Survival curves by 0.1% minimal residual disease (MRD) threshold after induction-1 for late bone marrow relapse patients on standard arm (Arm A), with available MRD data. (A) Event-free survival (EFS) curves by 0.1% MRD threshold, 3-year EFS: 84.9±4.0% for patients with MRD <0.1% versus 53.7±7.8% for patients with MRD ≥0.1% (P<0.0001). (B) Overall survival (OS) curves by 0.1% MRD threshold, 3-year OS: 93.8±2.7% for patients with MRD <0.1% and 60.6±7.8% for patients with MRD ≥0.1% (P<0.0001).

Figure 5.

Survival curves by hematopoietic cell transplantation versus chemotherapy alone, for late bone marrow relapse patients on Arm A. (A) Adjusted disease-free survival (DFS) curves by hematopoietic cell transplantation (HCT) versus chemotherapy alone, 3-year DFS: 77.5±6.2% for HCT and 66.9±4.5% for chemotherapy alone (P=0.03).
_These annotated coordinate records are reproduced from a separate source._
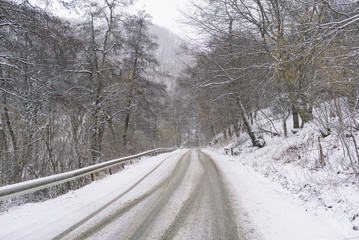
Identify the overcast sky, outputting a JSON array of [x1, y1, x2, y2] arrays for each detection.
[[135, 0, 193, 35]]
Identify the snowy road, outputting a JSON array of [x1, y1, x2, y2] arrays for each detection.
[[0, 150, 245, 239], [0, 150, 348, 240]]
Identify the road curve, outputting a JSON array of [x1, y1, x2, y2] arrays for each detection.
[[54, 150, 245, 240]]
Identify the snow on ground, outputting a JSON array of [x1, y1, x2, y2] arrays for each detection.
[[206, 124, 359, 239], [0, 150, 184, 240]]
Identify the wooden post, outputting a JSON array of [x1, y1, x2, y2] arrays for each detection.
[[27, 192, 32, 203]]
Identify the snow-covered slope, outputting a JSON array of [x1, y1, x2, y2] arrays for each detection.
[[210, 122, 359, 239]]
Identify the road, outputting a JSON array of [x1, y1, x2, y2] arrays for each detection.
[[53, 150, 245, 239]]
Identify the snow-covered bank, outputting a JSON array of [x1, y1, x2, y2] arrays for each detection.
[[0, 150, 185, 240], [206, 125, 359, 239]]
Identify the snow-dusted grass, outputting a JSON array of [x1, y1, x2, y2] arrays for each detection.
[[210, 119, 359, 239]]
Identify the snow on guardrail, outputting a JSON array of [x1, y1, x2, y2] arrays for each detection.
[[0, 148, 175, 201]]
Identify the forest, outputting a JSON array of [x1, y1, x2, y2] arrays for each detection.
[[0, 0, 180, 186], [178, 0, 359, 173], [0, 0, 359, 193]]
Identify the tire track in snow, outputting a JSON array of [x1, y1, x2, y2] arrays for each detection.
[[53, 152, 186, 240]]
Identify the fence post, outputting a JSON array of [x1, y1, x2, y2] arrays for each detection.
[[27, 192, 32, 203]]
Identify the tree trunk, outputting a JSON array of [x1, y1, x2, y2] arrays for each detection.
[[237, 96, 265, 148]]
One relapse occurred after 6 years, where only two patients had more than 6 years of follow-up, which resulted in DFS for HCT dropping from 77.5% to 38.8%. (B) Adjusted overall survival (OS) curves by HCT versus chemotherapy alone, 3-year OS: 81.5±5.8% for HCT and 85.8±3.4% for chemotherapy alone (P=0.46).

Figure 6.

Survival curves by hematopoietic cell transplantation versus chemotherapy alone, for late bone marrow relapse patients on Arm A, using a 0.1% minimal residual disease threshold. (A) Adjusted disease-free survival (DFS) curves for minimal residual disease (MRD) <0.1%, by hematopoietic cell transplantation (HCT) versus chemotherapy alone, 3-year DFS: 90.7±6.5% for HCT and 74.1±5.8% for chemotherapy alone (P=0.07). (B) Adjusted overall survival (OS) curves for MRD <0.1%, by HCT versus chemotherapy alone, 3-year OS: 95.5±4.7% for HCT and 93.1±3.4% for chemotherapy alone (P=0.16). (C) Adjusted disease-free survival (DFS) curves for MRD ≥0.1%, by HCT versus chemotherapy alone, 3-year DFS: 56.3±13.2% for HCT and 55.0± 11.1% for chemotherapy alone (P=0.23). (D) Adjusted OS curves for MRD ≥0.1%, by HCT versus chemotherapy alone, 3-year OS: 62.5±12.8% for HCT and 70.0±10.3% for chemotherapy alone (P=1.00).